In Act 2, the audience separates into four groups and travels around Fefu's funhouse to witness more intimate scenes among the women. Fefu plays an erotically charged game of croquet with Emma. Paula (Lindsay Rico) has an emotional reunion with Cecilia (Carmen Zilles), while Sue (Ronete Levenson) makes soup for Julia. Christina and Cindy chat in the study. We are even made privy to one of Julia's hallucinations, which we view from above as she writhes in a bed underneath a glass floor — or glass ceiling, in her case.
The scenes play out simultaneously, with the louder lines of each segment audible in the other rooms. Blain-Cruz masterfully conducts this fugue with great care for synchrony and dynamics. As Fefu, Workman is the principal soloist: Her voice rings out over the stage, demanding and receiving our attention.
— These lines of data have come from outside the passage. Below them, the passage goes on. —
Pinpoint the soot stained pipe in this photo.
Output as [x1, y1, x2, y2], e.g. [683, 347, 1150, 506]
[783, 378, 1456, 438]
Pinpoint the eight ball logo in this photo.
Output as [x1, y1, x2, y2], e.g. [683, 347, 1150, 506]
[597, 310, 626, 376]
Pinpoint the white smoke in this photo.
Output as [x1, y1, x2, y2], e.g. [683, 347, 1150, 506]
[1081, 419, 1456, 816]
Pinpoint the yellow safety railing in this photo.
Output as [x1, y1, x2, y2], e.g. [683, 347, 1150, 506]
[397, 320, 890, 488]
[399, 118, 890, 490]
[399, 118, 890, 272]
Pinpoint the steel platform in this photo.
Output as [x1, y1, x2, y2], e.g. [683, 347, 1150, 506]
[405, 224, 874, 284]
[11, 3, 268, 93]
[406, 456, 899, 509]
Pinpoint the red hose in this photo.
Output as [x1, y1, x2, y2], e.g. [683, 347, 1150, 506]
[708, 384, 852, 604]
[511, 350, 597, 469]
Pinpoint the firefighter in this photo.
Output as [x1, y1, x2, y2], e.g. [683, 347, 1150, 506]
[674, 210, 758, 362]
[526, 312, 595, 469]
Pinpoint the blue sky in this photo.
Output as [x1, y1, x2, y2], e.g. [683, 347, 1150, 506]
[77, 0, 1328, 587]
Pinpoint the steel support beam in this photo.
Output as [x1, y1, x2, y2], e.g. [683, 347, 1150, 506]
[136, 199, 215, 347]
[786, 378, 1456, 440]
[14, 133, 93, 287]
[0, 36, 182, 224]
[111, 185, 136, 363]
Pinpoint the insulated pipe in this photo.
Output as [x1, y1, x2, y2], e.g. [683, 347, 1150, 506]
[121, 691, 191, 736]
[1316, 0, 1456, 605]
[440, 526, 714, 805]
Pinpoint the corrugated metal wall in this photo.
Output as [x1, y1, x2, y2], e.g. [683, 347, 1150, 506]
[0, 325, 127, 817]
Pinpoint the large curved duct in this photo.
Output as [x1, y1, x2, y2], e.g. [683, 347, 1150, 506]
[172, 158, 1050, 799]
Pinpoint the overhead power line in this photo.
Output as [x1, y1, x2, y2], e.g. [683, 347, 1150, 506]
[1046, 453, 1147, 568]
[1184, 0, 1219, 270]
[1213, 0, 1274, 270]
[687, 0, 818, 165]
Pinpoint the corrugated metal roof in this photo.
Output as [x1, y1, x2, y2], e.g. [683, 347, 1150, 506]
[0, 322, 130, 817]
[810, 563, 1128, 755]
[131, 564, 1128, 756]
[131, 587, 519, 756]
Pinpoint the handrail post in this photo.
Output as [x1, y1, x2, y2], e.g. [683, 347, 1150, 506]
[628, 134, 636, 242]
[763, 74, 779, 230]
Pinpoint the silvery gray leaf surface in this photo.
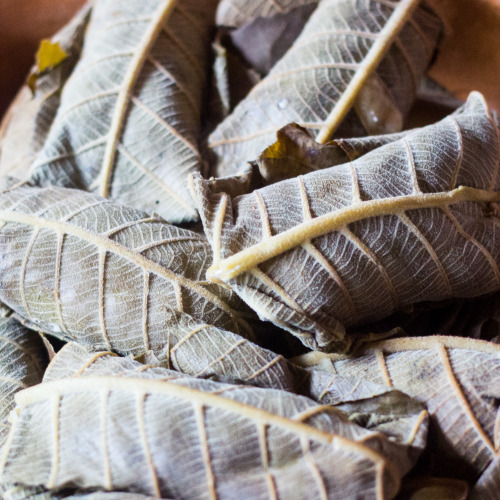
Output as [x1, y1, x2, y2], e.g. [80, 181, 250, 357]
[0, 185, 300, 384]
[193, 93, 500, 350]
[1, 348, 425, 499]
[32, 0, 216, 222]
[209, 0, 441, 177]
[0, 318, 48, 448]
[0, 3, 91, 179]
[294, 336, 500, 488]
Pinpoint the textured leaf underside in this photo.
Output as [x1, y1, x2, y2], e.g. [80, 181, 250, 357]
[295, 336, 500, 481]
[2, 344, 426, 500]
[193, 93, 500, 350]
[209, 0, 440, 177]
[32, 0, 216, 222]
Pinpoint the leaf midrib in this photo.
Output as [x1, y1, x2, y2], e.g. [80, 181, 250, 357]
[15, 376, 388, 466]
[99, 0, 178, 197]
[0, 210, 237, 320]
[316, 0, 420, 144]
[207, 186, 500, 282]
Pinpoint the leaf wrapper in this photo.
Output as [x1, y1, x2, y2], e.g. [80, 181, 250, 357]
[2, 347, 425, 499]
[209, 0, 441, 177]
[192, 93, 500, 351]
[32, 0, 216, 222]
[294, 336, 500, 484]
[0, 185, 308, 387]
[0, 318, 48, 448]
[0, 3, 91, 179]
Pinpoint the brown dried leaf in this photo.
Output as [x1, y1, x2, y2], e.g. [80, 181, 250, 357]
[2, 346, 425, 499]
[294, 336, 500, 479]
[193, 93, 500, 350]
[209, 0, 441, 177]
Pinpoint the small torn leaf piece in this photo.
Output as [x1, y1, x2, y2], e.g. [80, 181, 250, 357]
[0, 318, 49, 448]
[398, 477, 469, 500]
[216, 0, 318, 27]
[0, 3, 91, 183]
[1, 346, 422, 500]
[293, 336, 500, 480]
[208, 0, 441, 177]
[28, 0, 217, 223]
[228, 2, 316, 76]
[192, 93, 500, 351]
[28, 39, 69, 93]
[255, 123, 405, 184]
[202, 34, 260, 138]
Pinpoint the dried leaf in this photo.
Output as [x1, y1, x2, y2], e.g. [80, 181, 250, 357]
[294, 336, 500, 484]
[399, 477, 469, 500]
[209, 0, 441, 177]
[0, 4, 91, 179]
[0, 0, 85, 116]
[0, 485, 161, 500]
[470, 458, 500, 500]
[216, 0, 318, 27]
[44, 343, 427, 463]
[0, 318, 48, 448]
[0, 185, 286, 383]
[255, 123, 405, 184]
[32, 0, 216, 222]
[193, 93, 500, 350]
[2, 344, 426, 499]
[349, 292, 500, 343]
[28, 38, 69, 92]
[228, 2, 316, 75]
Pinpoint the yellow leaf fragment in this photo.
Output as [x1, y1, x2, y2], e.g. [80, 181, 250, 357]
[28, 38, 69, 92]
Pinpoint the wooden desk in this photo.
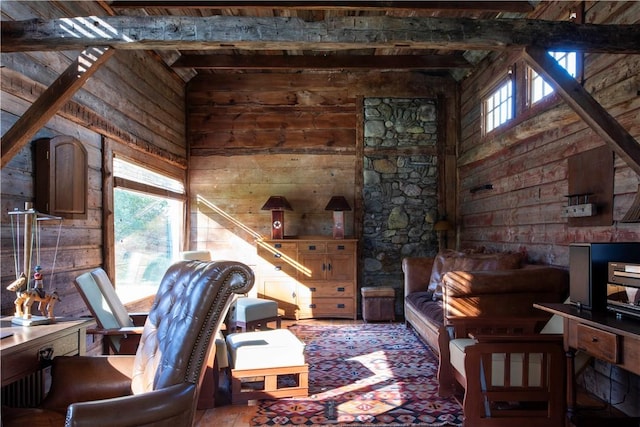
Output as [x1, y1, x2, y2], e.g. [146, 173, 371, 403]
[534, 303, 640, 426]
[0, 317, 93, 406]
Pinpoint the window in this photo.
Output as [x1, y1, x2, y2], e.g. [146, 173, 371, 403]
[483, 78, 514, 134]
[113, 158, 185, 303]
[529, 52, 578, 105]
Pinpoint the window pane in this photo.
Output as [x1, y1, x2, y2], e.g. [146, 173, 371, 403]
[529, 52, 578, 104]
[113, 157, 184, 194]
[113, 188, 183, 302]
[484, 80, 513, 132]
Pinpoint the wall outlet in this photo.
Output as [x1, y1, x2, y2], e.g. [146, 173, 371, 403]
[562, 203, 597, 218]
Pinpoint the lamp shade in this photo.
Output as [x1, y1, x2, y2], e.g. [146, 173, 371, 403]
[261, 196, 293, 211]
[324, 196, 351, 211]
[433, 219, 452, 231]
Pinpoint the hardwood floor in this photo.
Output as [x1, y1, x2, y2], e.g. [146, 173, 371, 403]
[194, 319, 362, 427]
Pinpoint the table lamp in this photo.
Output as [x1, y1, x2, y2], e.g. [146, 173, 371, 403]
[324, 196, 351, 239]
[261, 196, 293, 239]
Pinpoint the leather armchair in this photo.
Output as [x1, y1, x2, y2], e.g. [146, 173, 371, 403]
[2, 261, 254, 427]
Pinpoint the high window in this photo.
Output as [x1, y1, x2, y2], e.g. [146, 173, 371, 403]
[529, 52, 578, 105]
[483, 77, 514, 134]
[113, 158, 185, 302]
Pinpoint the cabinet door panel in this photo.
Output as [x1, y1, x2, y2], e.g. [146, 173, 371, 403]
[258, 278, 298, 318]
[298, 253, 328, 282]
[299, 298, 355, 318]
[298, 283, 354, 298]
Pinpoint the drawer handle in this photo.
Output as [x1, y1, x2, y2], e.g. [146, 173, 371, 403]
[38, 347, 53, 362]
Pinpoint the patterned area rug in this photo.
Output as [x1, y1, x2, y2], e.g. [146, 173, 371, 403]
[251, 323, 462, 427]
Although Blain-Cruz has directed the cast to natural performances, she maintains the strangeness of the play through the design, which is a glossy photo shoot come to life. Every detail is considered on Adam Rigg's set, from the period appliances to the loud wallpaper to the pineapple-themed chandelier. It all looks great under Jane Cox's impressive lighting. Fruit and animal themes appear throughout, making Fefu's house look like a chintzy jungle, in which she is the apex predator. Montana Levi Blanco costumes her in striped tan trousers with a matching waistcoat, like she's on a fashion safari. Hair and makeup designer Cookie Jordan gives her severe eyeliner with a black bob. The look is striking and vaguely intimidating. We can't take our eyes off her.
The other women are not nearly so commanding: Zilles is adorably bashful as Cecilia, and Rico carries a cloud of gloom around her as Paula. Despite Julia's tragic state, Bradford never asks for pity in her performance, which is Cassandra-like: She's a prophet who no longer attempts to be understood. In her monologue (which is delivered via headset in Palmer Hefferan's intimate sound design), she seems to be struggling with invisible captors who force her to recite a misogynistic prayer. To her horror, those captors are particularly interested in Fefu.
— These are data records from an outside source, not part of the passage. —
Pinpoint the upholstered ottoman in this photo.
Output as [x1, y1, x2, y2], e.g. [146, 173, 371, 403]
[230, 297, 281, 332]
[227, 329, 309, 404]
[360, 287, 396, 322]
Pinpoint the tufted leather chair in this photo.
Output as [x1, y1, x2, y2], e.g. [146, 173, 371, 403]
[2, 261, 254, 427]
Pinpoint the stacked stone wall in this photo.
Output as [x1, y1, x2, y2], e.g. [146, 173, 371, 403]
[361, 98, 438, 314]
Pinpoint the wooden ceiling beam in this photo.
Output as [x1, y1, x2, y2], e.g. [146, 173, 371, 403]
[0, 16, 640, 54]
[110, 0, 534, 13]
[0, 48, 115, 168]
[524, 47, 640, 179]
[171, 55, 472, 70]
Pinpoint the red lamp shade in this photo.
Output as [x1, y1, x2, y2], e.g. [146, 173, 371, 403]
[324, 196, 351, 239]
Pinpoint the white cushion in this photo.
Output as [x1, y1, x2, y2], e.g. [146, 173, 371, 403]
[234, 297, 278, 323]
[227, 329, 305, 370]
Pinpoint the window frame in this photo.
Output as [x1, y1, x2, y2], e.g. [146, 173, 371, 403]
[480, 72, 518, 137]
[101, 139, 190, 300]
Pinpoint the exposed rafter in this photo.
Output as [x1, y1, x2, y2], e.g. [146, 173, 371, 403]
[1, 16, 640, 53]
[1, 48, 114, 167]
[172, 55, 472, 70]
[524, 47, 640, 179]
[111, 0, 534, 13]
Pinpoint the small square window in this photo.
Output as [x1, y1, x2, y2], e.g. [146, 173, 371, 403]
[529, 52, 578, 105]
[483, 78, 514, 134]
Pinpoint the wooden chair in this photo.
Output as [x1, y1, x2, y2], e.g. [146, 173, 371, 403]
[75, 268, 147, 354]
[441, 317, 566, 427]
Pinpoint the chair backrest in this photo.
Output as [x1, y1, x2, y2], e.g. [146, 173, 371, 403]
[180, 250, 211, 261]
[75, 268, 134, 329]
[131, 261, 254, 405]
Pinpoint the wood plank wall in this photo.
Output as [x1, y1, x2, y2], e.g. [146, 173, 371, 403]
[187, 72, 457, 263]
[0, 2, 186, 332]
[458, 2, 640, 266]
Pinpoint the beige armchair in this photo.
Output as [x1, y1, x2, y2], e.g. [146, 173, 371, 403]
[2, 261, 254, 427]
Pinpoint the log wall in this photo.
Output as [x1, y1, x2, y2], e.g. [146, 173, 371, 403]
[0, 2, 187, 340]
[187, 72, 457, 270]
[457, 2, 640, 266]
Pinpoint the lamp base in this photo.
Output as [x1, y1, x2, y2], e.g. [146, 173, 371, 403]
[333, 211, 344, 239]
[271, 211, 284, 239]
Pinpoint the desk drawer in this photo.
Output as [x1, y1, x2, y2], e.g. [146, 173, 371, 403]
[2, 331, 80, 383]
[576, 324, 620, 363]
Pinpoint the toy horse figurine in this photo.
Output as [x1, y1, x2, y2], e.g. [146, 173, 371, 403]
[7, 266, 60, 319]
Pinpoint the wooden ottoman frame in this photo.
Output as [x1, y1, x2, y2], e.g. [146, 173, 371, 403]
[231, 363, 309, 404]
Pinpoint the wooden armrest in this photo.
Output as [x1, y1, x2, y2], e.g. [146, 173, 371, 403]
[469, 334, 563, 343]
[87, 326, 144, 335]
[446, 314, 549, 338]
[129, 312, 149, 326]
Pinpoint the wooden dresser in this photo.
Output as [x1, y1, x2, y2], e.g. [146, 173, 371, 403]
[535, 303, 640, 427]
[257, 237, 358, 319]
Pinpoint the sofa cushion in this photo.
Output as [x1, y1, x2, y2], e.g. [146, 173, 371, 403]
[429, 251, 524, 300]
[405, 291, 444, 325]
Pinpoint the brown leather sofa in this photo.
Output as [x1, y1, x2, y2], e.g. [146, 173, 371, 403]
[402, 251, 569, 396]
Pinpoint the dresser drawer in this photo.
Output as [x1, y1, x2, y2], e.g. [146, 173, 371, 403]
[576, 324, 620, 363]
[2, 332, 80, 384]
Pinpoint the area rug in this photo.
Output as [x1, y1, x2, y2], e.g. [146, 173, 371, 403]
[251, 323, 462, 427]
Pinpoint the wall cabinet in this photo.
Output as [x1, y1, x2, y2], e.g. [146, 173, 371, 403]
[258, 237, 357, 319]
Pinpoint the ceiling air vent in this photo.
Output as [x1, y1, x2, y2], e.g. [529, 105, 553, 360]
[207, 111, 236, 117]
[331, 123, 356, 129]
Of all the messages in this enduringly mysterious play, this one comes across the clearest: In a world designed by and for men, there is little room for powerful, self-possessed women. Julia's captors hate Fefu because she unapologetically takes up space in this world. Fefu takes aim at the patriarchy and she shoots to kill — even when other women fall in her friendly fire. Four decades after it debuted, Fefu still hits us like a shot between the eyes.